Tuesday, July 1, 2008

People who annoy you

Planning an outdoor theatre production? You might want to read that script before you start rehearsing with the sound system. As Playbill.com reports, a Chicago-area outdoor production of Ragtime was canceled when a park executive got worried about what might happen if non-audience-members in the park happened to hear a certain term broadcast through loudspeakers.
Playbill.com learned that a June 17 letter to the show's licensing agent, Music Theatre International, asked for changes in the script, and even included suggestions from Robert Bierie, performing arts supervisor of Wilmette Park District.
As you can imagine, the folks at MTI just loved that. In fact, I hear they're putting together a list of suggested improvements to the infrastructure of the Willmette Park District as we speak.

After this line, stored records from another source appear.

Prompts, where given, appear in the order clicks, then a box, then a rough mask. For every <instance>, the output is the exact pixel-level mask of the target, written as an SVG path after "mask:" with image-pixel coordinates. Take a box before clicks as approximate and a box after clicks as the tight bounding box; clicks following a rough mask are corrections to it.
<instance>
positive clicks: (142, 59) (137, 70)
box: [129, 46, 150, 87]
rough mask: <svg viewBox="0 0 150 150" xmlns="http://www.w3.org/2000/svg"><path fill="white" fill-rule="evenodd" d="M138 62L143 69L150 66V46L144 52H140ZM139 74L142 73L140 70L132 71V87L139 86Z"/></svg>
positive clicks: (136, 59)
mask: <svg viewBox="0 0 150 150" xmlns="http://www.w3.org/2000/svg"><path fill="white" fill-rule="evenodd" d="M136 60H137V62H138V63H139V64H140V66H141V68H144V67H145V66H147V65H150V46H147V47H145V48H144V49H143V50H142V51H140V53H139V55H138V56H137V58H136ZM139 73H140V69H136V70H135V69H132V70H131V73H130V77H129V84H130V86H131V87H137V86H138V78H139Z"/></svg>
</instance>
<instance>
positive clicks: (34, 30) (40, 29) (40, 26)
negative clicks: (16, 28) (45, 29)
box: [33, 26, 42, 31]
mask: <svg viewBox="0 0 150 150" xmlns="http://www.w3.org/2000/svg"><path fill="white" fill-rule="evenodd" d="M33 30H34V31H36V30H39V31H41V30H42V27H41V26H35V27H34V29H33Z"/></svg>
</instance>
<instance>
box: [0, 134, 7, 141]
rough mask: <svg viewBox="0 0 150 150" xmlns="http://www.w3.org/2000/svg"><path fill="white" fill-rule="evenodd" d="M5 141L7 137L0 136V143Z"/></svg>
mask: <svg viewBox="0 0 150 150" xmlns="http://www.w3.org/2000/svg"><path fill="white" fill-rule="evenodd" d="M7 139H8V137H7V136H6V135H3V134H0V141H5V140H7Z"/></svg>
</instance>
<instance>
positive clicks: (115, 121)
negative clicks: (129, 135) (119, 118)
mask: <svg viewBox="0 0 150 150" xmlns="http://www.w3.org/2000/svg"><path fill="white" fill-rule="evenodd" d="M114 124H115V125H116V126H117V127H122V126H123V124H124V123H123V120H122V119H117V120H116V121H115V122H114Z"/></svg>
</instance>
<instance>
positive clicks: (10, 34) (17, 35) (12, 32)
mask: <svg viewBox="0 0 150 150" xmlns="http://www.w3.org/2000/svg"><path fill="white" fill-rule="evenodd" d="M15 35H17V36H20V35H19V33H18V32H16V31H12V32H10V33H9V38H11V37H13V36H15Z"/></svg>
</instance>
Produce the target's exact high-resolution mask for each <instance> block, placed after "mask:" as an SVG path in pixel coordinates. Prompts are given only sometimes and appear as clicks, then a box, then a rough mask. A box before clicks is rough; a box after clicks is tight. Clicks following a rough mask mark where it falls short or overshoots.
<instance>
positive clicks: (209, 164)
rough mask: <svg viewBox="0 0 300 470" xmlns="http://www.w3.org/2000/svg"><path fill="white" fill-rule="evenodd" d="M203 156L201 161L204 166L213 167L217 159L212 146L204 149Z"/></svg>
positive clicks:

...Not surprisingly, permission was denied. My favorite part of the story is the reaction of Ragtime lyricist Lynn Ahrens:
"It seems to sum up the blind ignorance of people who sit busily cherry-picking bad words, while not even bothering to read the script they are producing to understand its ideas or the context in which these words are spoken. We authors have always said that if people were uncomfortable producing the show, they shouldn't produce it. We feel the language is accurate and honest in the context of the era, and important to preserve. That hasn't stopped Ragtime from being produced in numerous theatres, high schools and colleges, where the heads of these institutions don't underestimate the intelligence of their audiences, whether comprised of children or adults, nor feel the need to censor and protect them from their own national history."
Do you get the feeling Ahrens missed the part about the show being performed outdoors? And also the part about the hypothetical (perfectly intelligent but possibly underinformed) parkgoers who are not audience members? This isn't about censorship, or whitewashing history, or respecting an author's intentions. It might be about respecting the intelligence of the general public, but I don't think the park executives' concerns are totally unreasonable. What are they going to do, put up signs all over the grounds that say, "Attention: art in progress. Please ignore any provocative racial epithets you may hear being shouted as you and your children are enjoying an evening stroll"?

I think the horse Ahrens is on might be a little bit high, considering she's the woman who wrote the lyric "I was your wife/It never occurred [sic] to want more." And who rhymed "negroes" with "gazebos." Do you think the Willmette Park folks suggested some improvements for those lines too?